ImagePrefixhere you can specify a prefix if you want to prefix the container image name. For example: "docker://". This will do something only if the prefix is not added yet, and if there is no "/" as the first letter of the image name (e.g.: "/root/image.tgz"), which would be an absolute path. Warning: using this field will not allow relative path anymore (e.g.: ./image.tgz and ImagePrefix set to "docker://" will generate "docker://./image.tgz instead of relative path. Use absolute path instead of relative path). Warning2: the the container annotation "slurm-job.vk.io/image-root" is set, this take precedence over ImagePrefix.
ExportPodDataSet it to true if you want to export Pod's ConfigMaps and Secrets as mountpoints in your Singularity Container
DataRootFolderSpecify where to store the exported ConfigMaps/Secrets locally
NamespaceNamespace where Pods in your K8S will be registered
Tsockstrue or false values only. Enables or Disables the use of tsocks library to allow proxy networking. Only implemented for the Slurm sidecar at the moment.
TsocksPathpath to your tsocks library.
TsocksLoginNodespecify an existing node to ssh to. It will be your "window to the external world"
BashPathPath to your Bash shell
VerboseLoggingEnable or disable Debug messages on logs. True or False values only
ErrorsOnlyLoggingSpecify if you want to get errors only on logs. True or false values only

:wrench: Environment Variables list

Here's the complete list of every customizable environment variable. When specified, it overwrites the listed key within the SLURM config file.

EnvValue
SLURMCONFIGPATHyour SLURM config file path. Default is /etc/interlink/SlurmConfig.yaml
SIDECARPORTthe Sidecar listening port. Docker default is 4000, Slurm default is 4001.
SBATCHPATHpath to your Slurm's sbatch binary. Overwrites SbatchPath.
SCANCELPATHpath to your Slurm's scancel binary.

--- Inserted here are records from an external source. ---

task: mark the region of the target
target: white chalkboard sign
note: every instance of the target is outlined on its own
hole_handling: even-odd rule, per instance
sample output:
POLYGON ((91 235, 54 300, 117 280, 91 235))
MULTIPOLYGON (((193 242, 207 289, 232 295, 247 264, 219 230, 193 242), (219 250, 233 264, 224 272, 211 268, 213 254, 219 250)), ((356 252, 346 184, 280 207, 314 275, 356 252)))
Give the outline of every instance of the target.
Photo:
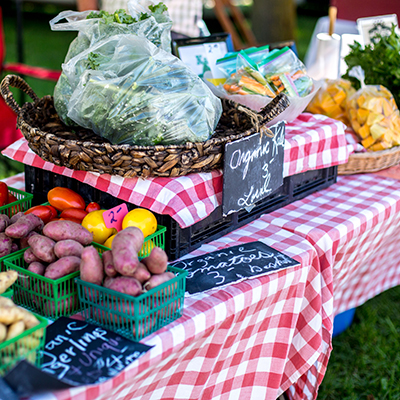
POLYGON ((285 123, 225 145, 224 216, 271 195, 283 184, 285 123), (273 137, 270 137, 272 136, 273 137))
POLYGON ((258 241, 180 260, 172 265, 188 272, 186 291, 195 294, 300 263, 258 241))

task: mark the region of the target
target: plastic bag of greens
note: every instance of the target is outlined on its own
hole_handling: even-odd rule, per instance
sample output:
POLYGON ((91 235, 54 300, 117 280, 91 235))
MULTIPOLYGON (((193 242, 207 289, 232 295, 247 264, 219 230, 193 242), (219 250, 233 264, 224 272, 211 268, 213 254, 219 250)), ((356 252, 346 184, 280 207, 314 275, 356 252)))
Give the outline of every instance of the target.
POLYGON ((142 37, 104 39, 63 64, 63 72, 73 88, 67 117, 113 144, 201 142, 222 113, 196 74, 142 37))
MULTIPOLYGON (((63 11, 50 21, 53 31, 77 31, 78 36, 71 42, 64 62, 77 56, 97 42, 120 34, 134 34, 146 37, 157 47, 171 51, 172 21, 163 3, 146 6, 129 1, 130 11, 117 10, 113 14, 105 11, 63 11), (136 11, 135 11, 136 10, 136 11), (61 22, 65 20, 66 22, 61 22)), ((68 102, 73 88, 68 79, 61 74, 54 89, 54 105, 64 123, 76 126, 67 117, 68 102)))

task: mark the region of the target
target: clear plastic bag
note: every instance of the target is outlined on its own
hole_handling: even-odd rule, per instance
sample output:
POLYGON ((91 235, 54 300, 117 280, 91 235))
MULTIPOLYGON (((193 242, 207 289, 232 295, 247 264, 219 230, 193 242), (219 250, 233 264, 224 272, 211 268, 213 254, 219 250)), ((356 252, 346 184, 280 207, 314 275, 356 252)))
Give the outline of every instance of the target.
POLYGON ((321 88, 307 106, 306 111, 326 115, 351 126, 346 104, 347 99, 355 92, 351 82, 346 79, 323 79, 321 88))
POLYGON ((258 70, 277 93, 305 97, 312 91, 313 80, 307 75, 306 67, 288 47, 271 51, 258 64, 258 70))
POLYGON ((221 101, 181 60, 135 35, 97 42, 63 73, 72 88, 67 118, 113 144, 201 142, 222 114, 221 101))
POLYGON ((245 54, 248 59, 251 60, 254 64, 260 63, 265 57, 267 57, 269 53, 269 46, 262 47, 249 47, 248 49, 243 49, 240 51, 228 53, 225 57, 217 60, 217 67, 223 72, 223 74, 228 78, 232 74, 234 74, 237 70, 240 69, 240 57, 239 54, 243 57, 245 54), (239 63, 239 65, 238 65, 239 63))
POLYGON ((351 126, 370 151, 400 145, 400 116, 392 93, 382 85, 365 85, 364 71, 354 67, 350 76, 361 82, 361 88, 347 102, 351 126))
MULTIPOLYGON (((148 2, 146 6, 136 1, 129 1, 128 7, 133 15, 127 14, 124 10, 117 10, 114 14, 103 11, 62 11, 50 21, 51 30, 78 32, 69 46, 64 62, 67 63, 97 42, 120 34, 146 37, 157 47, 170 52, 172 21, 168 12, 161 3, 154 5, 148 2), (144 14, 146 18, 140 19, 144 14)), ((82 68, 82 72, 84 69, 82 68)), ((55 108, 67 125, 76 126, 76 123, 67 117, 68 102, 72 92, 73 88, 62 73, 54 89, 55 108)))
POLYGON ((257 94, 274 98, 275 92, 258 71, 257 64, 245 52, 237 55, 237 72, 233 73, 223 85, 230 94, 257 94))

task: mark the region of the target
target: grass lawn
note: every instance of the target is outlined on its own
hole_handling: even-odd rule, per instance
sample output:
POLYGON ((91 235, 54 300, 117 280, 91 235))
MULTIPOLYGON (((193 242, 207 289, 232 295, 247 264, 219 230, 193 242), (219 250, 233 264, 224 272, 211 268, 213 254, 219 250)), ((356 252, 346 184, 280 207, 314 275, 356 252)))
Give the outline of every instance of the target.
POLYGON ((318 400, 400 399, 400 287, 356 309, 333 339, 318 400))

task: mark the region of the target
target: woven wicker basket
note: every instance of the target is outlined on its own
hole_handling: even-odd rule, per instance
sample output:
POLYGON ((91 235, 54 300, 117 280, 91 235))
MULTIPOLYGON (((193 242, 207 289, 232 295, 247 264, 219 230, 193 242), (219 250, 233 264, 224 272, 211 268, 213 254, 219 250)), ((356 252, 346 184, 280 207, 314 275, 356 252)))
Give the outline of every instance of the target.
POLYGON ((377 172, 400 163, 400 146, 382 151, 350 154, 346 164, 338 166, 339 175, 377 172))
POLYGON ((113 145, 91 130, 71 131, 54 109, 53 97, 39 99, 19 76, 7 75, 1 82, 1 94, 18 115, 17 125, 29 147, 43 160, 74 170, 119 175, 126 178, 182 176, 222 168, 225 144, 256 132, 266 132, 266 124, 289 106, 279 95, 260 113, 223 100, 223 113, 211 139, 184 145, 113 145), (22 108, 10 87, 21 89, 32 102, 22 108))

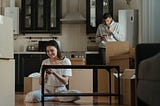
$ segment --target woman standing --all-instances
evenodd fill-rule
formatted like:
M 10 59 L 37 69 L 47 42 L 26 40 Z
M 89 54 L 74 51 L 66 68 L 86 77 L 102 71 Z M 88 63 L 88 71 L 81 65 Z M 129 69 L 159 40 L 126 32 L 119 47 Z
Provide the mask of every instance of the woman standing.
M 61 56 L 61 51 L 58 43 L 55 40 L 48 41 L 46 43 L 46 54 L 49 58 L 42 61 L 42 65 L 71 65 L 71 61 Z M 40 73 L 42 70 L 42 65 Z M 79 93 L 78 90 L 67 90 L 69 77 L 72 76 L 71 69 L 48 69 L 45 71 L 45 93 Z M 41 84 L 41 77 L 40 77 Z M 59 102 L 71 102 L 80 99 L 79 96 L 69 97 L 45 97 L 45 101 L 59 101 Z M 41 90 L 29 92 L 25 97 L 26 102 L 40 102 Z

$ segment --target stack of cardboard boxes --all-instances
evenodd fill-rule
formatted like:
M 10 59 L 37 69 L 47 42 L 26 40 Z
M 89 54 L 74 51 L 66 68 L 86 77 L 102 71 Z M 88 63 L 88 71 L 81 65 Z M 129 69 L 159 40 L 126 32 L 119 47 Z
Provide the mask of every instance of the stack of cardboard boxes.
M 135 75 L 134 58 L 135 49 L 130 47 L 129 42 L 108 42 L 107 49 L 107 64 L 120 66 L 120 89 L 121 102 L 124 105 L 135 105 Z M 117 78 L 113 77 L 113 92 L 117 91 Z
M 129 75 L 133 74 L 134 68 L 134 58 L 135 50 L 130 47 L 129 42 L 107 42 L 106 44 L 106 62 L 107 65 L 120 66 L 120 72 L 123 77 L 120 78 L 121 86 L 121 104 L 124 105 L 134 105 L 135 99 L 135 79 L 131 79 Z M 127 69 L 127 71 L 126 71 Z M 124 73 L 125 70 L 125 73 Z M 112 74 L 117 73 L 117 71 L 112 70 Z M 98 73 L 98 91 L 99 92 L 109 92 L 109 87 L 104 86 L 108 82 L 106 78 L 108 73 L 105 71 L 99 71 Z M 103 82 L 103 84 L 102 84 Z M 104 84 L 105 83 L 105 84 Z M 117 92 L 117 78 L 112 76 L 112 93 Z M 117 97 L 114 98 L 117 102 Z

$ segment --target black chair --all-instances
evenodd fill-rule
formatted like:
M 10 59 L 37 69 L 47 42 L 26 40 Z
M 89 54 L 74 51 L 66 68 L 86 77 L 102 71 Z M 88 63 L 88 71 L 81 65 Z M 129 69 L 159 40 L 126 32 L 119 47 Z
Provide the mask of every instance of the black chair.
M 150 58 L 154 55 L 156 55 L 157 53 L 160 52 L 160 43 L 143 43 L 143 44 L 138 44 L 136 46 L 136 81 L 138 85 L 139 82 L 139 78 L 138 78 L 138 73 L 139 73 L 139 64 L 147 59 Z M 144 103 L 142 100 L 140 100 L 138 98 L 138 96 L 136 96 L 136 104 L 137 106 L 147 106 L 146 103 Z

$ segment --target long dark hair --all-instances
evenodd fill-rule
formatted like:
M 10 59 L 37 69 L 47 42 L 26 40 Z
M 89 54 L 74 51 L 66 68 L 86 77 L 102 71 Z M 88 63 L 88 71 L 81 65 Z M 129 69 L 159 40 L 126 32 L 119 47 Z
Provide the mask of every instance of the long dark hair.
M 59 48 L 57 41 L 50 40 L 50 41 L 46 42 L 45 43 L 45 50 L 46 50 L 47 46 L 54 46 L 57 49 L 57 57 L 59 59 L 62 59 L 61 51 L 60 51 L 60 48 Z

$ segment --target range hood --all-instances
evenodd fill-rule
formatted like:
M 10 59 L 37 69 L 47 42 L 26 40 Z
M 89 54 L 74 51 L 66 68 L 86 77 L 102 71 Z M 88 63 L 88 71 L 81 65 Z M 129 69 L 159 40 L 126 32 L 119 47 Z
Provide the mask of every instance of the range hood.
M 66 13 L 62 16 L 62 23 L 84 23 L 86 18 L 80 13 L 80 0 L 66 0 L 66 2 L 62 3 L 62 9 L 66 7 Z

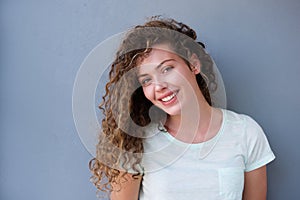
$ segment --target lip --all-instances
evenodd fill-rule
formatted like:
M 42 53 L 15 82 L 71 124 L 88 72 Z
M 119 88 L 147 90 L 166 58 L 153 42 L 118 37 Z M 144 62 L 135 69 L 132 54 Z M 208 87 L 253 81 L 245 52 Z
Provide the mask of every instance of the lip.
M 174 102 L 174 101 L 177 99 L 178 91 L 179 91 L 179 90 L 169 91 L 169 92 L 167 92 L 167 93 L 161 95 L 161 96 L 160 96 L 159 98 L 157 98 L 157 99 L 158 99 L 161 103 L 163 103 L 163 104 L 170 104 L 170 103 Z M 173 94 L 175 94 L 174 97 L 172 97 L 172 99 L 170 99 L 169 101 L 163 101 L 163 100 L 162 100 L 163 98 L 169 97 L 169 96 L 171 96 L 171 95 L 173 95 Z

Overwrites ScancelPath.
SHARED_FSset this env to "true" to save configmaps values inside files directly mounted to Singularity containers instead of using ENVS to create them later
CUSTOMKUBECONFpath to a service account kubeconfig
TSOCKStrue or false, to use tsocks library allowing proxy networking. Working on Slurm sidecar at the moment. Overwrites Tsocks.
TSOCKSPATHpath to your tsocks library. Overwrites TsocksPath.